Does leaving the Eurozone mean leaving the Euro?
We make use of a partial equilibrium simulation calibrated to real data similar to Floden and Wilander (2006), Gopinath and Itskhoki (2010) and Witte (2009). We simulate 5,000 representative firms by randomly assigning random variables associated with the firm’s characteristics, the industry’s characteristics and macroeconomic characteristics such as exchange rate volatility.
Our results suggest that the optimal level of price discrimination plays a dominant role in the observed currency denomination of trade. When there is greater price discrimination, a representative firm is much more likely to use local currency pricing (LCP). However, if the representative firm wishes to set the same in price in all markets then the U.S. Dollar is the overwhelming choice. Results suggest that the representative firms will prefer to set only one price in all markets when the exiting country’s newly created currency has low exchange rate volatility with the U.S. Dollar but high exchange rate volatility with the Euro.

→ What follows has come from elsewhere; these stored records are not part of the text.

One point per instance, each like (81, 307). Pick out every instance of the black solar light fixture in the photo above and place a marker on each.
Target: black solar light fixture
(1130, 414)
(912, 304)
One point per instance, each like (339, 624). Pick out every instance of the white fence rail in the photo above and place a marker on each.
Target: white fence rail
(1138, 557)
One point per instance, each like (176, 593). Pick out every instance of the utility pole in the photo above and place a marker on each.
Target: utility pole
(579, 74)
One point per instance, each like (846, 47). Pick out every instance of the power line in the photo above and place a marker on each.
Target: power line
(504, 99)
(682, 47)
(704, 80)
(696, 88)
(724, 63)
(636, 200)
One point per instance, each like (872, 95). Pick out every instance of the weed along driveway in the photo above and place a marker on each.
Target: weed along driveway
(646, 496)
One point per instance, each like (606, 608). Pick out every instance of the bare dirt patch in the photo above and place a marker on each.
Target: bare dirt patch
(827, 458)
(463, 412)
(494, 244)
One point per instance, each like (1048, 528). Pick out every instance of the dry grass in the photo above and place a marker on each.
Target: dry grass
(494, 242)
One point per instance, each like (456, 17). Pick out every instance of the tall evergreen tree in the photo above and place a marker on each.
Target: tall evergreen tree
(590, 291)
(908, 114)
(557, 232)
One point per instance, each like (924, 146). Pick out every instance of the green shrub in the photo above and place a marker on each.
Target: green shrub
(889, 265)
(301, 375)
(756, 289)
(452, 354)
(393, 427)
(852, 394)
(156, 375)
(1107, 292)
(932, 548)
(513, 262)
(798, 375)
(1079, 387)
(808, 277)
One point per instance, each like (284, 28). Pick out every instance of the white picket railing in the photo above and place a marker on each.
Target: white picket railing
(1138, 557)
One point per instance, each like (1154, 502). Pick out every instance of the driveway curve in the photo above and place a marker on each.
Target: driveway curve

Another important factor for the currency denomination in all markets is the variance of the relevant exchange rates. In the exiting country the Euro is more likely to be used when the exchange rate variance between the Euro and exiting country’s currency is low and exchange rate variance between the U.S. Dollar and the exiting country’s currency is high. Likewise, in the remaining Eurozone, there’s more Euro currency invoicing when there is low exchange rate variance between the Euro and the exiting country’s currency. Lastly, in the non-Euro country there’s more LCP when the exchange rate variance between the exiting country’s currency and the non-Euro country’s currency is low.